Hello! I’m back with another edition of “Elliot writes out the process for how I did something, mostly for myself, but puts on the internet in case anyone else finds it useful.” This one started out as one thing (counting percentages of MARC records in a set that contain a given field) and morphed into another thing, as well (use OpenRefine to add labels to LCC class numbers).
I’ve been discussing with one of my colleagues ways to enrich our MARC record for musical scores to improve their searchability in the catalog. One thing that we’re interested in is including more 505 table of contents notes, particularly for collections or anthologies of printed music. There are a lot of reasons that would be nice, but a big one is that collections are one of the main sources in our collection for works by contemporary composers, composers of color, and women composers.
As we figure out if that’s worthwhile and how we might approach it, I wanted to do some analysis of our notated music records to see how many have 505 notes. I wanted to break it down by LCC classification, since we’re thinking that that might be a helpful way of identifying priority areas and chunking the project into manageable pieces. So here’s what I did:
Getting the data
- In Alma, did an advanced search for all physical notated music records, then exported those MARC records.

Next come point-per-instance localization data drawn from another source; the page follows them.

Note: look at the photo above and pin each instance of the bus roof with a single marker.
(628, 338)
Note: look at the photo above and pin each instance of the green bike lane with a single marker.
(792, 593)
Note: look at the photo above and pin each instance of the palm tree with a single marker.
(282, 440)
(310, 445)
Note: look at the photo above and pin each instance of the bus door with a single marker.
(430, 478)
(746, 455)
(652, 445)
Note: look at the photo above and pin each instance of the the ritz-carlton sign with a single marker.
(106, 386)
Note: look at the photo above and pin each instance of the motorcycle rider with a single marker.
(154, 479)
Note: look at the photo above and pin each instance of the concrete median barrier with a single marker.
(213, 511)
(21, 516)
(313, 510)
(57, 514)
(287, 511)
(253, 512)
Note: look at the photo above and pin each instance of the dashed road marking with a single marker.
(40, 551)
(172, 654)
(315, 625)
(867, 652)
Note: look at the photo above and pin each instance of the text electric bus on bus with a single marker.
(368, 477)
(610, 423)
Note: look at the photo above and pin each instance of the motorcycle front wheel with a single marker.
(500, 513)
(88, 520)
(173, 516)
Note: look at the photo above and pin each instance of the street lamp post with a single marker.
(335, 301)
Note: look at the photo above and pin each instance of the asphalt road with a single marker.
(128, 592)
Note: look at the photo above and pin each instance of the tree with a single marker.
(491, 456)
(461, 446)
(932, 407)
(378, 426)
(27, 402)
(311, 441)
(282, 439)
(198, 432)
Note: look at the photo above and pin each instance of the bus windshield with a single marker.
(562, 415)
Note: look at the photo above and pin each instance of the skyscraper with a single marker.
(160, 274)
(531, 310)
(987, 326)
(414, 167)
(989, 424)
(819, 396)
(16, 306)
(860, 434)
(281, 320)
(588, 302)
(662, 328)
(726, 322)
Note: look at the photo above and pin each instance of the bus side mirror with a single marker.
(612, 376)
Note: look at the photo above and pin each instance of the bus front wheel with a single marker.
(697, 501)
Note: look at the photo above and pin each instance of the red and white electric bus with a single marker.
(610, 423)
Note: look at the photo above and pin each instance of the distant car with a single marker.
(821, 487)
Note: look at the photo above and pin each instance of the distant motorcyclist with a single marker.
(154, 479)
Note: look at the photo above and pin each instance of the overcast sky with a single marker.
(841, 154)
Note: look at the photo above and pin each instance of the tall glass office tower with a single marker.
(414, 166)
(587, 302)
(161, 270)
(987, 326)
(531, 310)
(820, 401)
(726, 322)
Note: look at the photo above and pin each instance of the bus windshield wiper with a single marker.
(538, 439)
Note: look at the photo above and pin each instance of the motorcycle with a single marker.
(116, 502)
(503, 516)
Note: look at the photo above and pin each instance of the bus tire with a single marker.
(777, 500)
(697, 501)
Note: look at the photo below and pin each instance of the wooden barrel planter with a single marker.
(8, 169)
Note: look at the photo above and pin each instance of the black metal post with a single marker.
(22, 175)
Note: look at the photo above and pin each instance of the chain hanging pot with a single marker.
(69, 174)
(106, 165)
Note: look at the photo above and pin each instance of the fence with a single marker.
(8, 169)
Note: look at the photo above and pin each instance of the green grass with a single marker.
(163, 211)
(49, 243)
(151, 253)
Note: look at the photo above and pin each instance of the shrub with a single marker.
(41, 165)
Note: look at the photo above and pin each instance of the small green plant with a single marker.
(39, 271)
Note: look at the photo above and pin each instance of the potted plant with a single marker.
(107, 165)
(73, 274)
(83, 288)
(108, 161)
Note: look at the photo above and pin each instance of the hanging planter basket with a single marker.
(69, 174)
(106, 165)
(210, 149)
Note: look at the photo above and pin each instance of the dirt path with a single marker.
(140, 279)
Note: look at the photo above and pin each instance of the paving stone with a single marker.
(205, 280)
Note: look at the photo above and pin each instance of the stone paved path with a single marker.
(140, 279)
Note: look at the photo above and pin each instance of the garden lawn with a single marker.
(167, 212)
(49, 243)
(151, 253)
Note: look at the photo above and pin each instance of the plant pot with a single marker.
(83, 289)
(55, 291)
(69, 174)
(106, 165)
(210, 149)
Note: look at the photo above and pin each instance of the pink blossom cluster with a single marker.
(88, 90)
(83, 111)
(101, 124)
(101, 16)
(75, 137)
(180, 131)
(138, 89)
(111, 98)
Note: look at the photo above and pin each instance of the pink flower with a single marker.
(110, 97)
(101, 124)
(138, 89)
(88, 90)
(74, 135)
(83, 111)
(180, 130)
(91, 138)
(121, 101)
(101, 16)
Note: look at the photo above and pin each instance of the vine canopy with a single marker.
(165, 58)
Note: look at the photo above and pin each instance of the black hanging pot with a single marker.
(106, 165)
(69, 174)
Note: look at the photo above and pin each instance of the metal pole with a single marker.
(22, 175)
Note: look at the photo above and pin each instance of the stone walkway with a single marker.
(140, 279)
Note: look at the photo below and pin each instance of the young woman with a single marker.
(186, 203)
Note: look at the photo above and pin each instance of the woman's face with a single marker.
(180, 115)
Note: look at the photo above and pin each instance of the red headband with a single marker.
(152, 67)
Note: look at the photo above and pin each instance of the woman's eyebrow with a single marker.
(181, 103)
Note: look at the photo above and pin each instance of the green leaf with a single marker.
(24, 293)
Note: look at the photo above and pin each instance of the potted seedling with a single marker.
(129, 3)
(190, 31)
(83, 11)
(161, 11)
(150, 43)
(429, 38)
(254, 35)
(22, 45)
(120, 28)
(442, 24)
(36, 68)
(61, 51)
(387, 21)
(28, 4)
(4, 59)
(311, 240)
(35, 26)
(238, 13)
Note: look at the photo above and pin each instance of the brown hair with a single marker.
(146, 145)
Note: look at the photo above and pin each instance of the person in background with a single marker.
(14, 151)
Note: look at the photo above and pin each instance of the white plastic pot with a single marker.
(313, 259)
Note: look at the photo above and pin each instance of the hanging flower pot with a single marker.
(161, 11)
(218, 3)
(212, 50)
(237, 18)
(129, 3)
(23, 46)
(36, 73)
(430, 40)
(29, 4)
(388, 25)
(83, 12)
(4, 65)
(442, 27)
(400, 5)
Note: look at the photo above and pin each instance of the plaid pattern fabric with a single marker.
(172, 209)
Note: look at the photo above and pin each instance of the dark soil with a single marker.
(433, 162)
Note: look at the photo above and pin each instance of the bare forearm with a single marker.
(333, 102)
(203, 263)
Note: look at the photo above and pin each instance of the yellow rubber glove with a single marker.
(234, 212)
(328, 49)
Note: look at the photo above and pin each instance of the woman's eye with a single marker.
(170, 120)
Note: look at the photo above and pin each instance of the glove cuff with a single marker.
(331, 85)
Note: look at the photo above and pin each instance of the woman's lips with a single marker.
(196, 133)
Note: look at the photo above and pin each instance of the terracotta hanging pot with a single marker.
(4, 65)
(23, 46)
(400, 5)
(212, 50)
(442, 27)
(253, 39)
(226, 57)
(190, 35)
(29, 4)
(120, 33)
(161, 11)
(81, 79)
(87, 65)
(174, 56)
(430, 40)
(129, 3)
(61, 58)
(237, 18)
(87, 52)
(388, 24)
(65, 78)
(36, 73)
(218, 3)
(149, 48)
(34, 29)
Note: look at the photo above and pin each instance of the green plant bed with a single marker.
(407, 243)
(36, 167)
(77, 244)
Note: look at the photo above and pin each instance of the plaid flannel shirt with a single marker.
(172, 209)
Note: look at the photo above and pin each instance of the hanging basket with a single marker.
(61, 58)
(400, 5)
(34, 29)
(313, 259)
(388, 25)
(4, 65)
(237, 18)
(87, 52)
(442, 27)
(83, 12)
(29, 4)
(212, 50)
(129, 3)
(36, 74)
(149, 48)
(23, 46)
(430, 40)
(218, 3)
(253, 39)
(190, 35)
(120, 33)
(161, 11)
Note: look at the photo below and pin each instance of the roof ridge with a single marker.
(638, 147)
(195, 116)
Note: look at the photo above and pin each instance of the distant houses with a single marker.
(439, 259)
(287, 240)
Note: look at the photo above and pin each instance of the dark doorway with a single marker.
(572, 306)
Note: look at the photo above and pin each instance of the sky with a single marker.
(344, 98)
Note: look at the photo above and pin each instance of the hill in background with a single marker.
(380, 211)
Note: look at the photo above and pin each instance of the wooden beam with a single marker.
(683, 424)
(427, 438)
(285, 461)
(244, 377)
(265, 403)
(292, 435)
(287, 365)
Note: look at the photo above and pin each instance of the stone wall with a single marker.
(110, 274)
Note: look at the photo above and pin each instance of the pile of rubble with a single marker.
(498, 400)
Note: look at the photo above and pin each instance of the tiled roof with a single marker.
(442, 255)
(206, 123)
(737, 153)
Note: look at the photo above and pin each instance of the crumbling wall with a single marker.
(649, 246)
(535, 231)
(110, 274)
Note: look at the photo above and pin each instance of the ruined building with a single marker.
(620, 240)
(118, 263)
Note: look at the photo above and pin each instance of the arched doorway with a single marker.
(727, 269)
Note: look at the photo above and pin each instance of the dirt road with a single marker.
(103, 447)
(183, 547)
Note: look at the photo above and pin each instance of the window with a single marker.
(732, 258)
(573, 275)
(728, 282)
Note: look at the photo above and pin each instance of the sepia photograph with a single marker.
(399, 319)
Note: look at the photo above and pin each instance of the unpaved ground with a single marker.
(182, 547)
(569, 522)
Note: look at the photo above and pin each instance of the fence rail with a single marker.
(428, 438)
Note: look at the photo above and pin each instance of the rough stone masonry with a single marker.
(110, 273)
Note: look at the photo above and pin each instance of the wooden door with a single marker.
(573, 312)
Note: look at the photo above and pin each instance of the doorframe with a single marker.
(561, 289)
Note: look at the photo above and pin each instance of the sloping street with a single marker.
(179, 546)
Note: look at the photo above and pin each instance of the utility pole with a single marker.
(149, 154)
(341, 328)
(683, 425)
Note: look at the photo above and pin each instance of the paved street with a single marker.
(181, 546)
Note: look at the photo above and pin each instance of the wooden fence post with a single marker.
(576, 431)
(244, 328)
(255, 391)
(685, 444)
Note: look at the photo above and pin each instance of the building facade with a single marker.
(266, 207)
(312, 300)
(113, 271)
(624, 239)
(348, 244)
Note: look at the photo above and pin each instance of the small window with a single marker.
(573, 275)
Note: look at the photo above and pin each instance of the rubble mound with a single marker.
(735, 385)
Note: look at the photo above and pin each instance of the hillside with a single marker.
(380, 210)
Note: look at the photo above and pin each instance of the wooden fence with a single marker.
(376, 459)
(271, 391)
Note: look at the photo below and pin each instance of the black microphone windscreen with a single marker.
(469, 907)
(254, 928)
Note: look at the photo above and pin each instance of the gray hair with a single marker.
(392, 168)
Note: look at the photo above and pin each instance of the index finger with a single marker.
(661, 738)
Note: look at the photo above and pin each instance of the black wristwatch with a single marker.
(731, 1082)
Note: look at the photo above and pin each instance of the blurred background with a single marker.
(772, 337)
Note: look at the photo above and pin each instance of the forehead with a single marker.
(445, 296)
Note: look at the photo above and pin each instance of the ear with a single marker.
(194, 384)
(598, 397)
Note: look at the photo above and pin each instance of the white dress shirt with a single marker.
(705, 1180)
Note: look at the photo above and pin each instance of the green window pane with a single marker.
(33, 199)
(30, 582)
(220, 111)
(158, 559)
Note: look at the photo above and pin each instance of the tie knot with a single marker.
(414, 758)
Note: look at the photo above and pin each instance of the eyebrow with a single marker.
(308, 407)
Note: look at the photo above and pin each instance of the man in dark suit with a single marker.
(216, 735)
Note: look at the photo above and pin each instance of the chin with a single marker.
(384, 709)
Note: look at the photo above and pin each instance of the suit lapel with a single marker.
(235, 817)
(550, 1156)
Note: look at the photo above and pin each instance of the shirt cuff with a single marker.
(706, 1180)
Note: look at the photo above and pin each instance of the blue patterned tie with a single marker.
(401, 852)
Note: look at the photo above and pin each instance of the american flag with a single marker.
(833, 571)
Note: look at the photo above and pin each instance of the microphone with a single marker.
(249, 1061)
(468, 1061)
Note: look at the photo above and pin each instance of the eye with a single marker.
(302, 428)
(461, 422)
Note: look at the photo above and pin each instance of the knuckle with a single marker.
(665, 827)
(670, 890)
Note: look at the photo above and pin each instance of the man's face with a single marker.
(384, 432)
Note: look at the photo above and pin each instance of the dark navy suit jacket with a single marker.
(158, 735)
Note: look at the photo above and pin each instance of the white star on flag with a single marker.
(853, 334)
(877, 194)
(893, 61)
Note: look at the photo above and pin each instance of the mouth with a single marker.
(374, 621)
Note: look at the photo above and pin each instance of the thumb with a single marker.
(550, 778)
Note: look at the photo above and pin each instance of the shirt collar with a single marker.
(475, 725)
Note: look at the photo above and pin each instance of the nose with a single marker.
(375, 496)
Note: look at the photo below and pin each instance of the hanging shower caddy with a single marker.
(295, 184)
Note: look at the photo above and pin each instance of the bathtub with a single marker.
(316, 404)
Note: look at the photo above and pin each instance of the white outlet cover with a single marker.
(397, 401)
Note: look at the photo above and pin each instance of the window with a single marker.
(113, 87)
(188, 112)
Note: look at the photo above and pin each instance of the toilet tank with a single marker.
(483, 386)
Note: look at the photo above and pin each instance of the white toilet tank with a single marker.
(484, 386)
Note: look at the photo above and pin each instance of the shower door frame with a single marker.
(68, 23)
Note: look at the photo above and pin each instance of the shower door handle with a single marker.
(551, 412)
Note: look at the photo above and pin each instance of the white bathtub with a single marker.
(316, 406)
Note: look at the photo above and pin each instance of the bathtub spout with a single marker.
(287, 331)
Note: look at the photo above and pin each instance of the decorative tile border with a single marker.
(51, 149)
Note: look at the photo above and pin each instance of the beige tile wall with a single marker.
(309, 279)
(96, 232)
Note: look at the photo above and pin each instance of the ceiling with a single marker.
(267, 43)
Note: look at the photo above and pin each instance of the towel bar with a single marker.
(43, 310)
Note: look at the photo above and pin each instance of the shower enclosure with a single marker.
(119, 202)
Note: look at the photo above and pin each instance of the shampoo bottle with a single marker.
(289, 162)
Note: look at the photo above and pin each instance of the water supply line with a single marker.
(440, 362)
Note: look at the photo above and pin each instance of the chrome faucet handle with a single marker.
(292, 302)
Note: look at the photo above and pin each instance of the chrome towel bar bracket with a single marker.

- There were a total of 12,949 records, which is a lot but manageable for what I was hoping to do.
- Used MarcEdit to export the fields I care about to a tab-delimited file: 001, 245, 050, 090, 505
- Much later in the process, I realized it would have been helpful to include the 035 field at this stage. Whoops.
Processing in OpenRefine and class number cleanup
- Imported the tab-delimited data into OpenRefine
- Created a new column called “TOC?”, where I entered either yes or no based on the presence of a 505 field in the record (using OR’s “Facet by blank” facet)
- Combined call number data from 050 and 090, and do some preliminary cleanup (mostly removing indicators/subfields and stray extra characters from the front)
- At this point, I realized it would have been better to have the call numbers from the holdings records, rather than the bib records, but that would have been more complicated to get out of Alma so I decided to go with what I had. Good enough for this kind of exploratory analysis.
- Used a regular expression to create a new column with just the first part of the call number, up to the first period that comes before a letter (hoping to get just the base classification number)
Getting more info about class numbers
- Now I had the basic class number for each record. But I’m not super familiar with music class numbers, so I wanted to include the label for each number. I knew that on our old friend id.loc.gov, you can get data about each LC class in a variety of data formats, and you can construct the URL using the class number itself, e.g. https://id.loc.gov/authorities/classification/ML3551.html. I first tried to work with the JSON versions, but I’m more comfortable with XML, so ended up using the RDF/XML format, e.g. https://id.loc.gov/authorities/classification/ML3551.rdf
- Before making a bunch of URL requests to the Library of Congress, I used OpenRefine’s records mode and blank down feature, to make sure that I only had to make one request for each class number. So only 757 URL requests, instead of 12,949.
- I think I picked up this tip from a Programming Historian tutorial I was using to help figure out this process.
- Okay, now the good stuff: I created a new column in OpenRefine by fetching URLs based on Call No base column, using expression
'https://id.loc.gov/authorities/classification/'+value+'.rdf'. Now I have a column full of XML!
- Looking at the RDF/XML, I decided I wanted the <rdfs:label> field that contained the full chain of where this class number fits in the classification hierarchy. The problem is, though, that there are multiple <rdfs:label> elements in the output – so using just plain parseXml().select(’rdfs|label’) wouldn’t work. I want the instance of that element that is directly under the <lss:ClassNumber> element. So I looked at the documentation for Jsoup (I know, what an idea, right?), and figured out I could use
value.parseXml().select("rdf|RDF > lcc|ClassNumber > rdfs|label").toString()to get exactly the element I wanted.
- (This makes it sound a lot more straight-forward than it actually was. Imagine lots of flailing around and frantic googling at this stage, particularly when I was trying to use JSON results before switching to XML.)
- Pro-tip that I learned in this process: if your XML elements have namespaces, you have to enter them in the select expression as “rdfs|label”, instead of “rdfs:label”.
- Ta-dah! Now I have a column with the full LCC description for each class number in my dataset. I used fill down in OpenRefine to add the class number and label to all of the rows.
- There were about 7 records where the process didn’t work because the data wasn’t structured normally or the call number was missing from the bib, so I added those manually.
At this point, I thought I might be fancy and do something with pandas (which I’m very much a beginner with) to count the number of records without a 505 per class number. But I decided I knew how to do what I wanted to in Excel, so I just did that instead. 🤷 I used some simple deduping and COUNTIF formulas to get the number of records per class number, and the number in each class number that do not have a 505 field. And it includes the full classification hierarchy label for each number, which is helpful. That allowed me to highlight all of the rows with “Collection” in the classification label, which has already been helpful in pinpointing some class numbers to explore in more depth.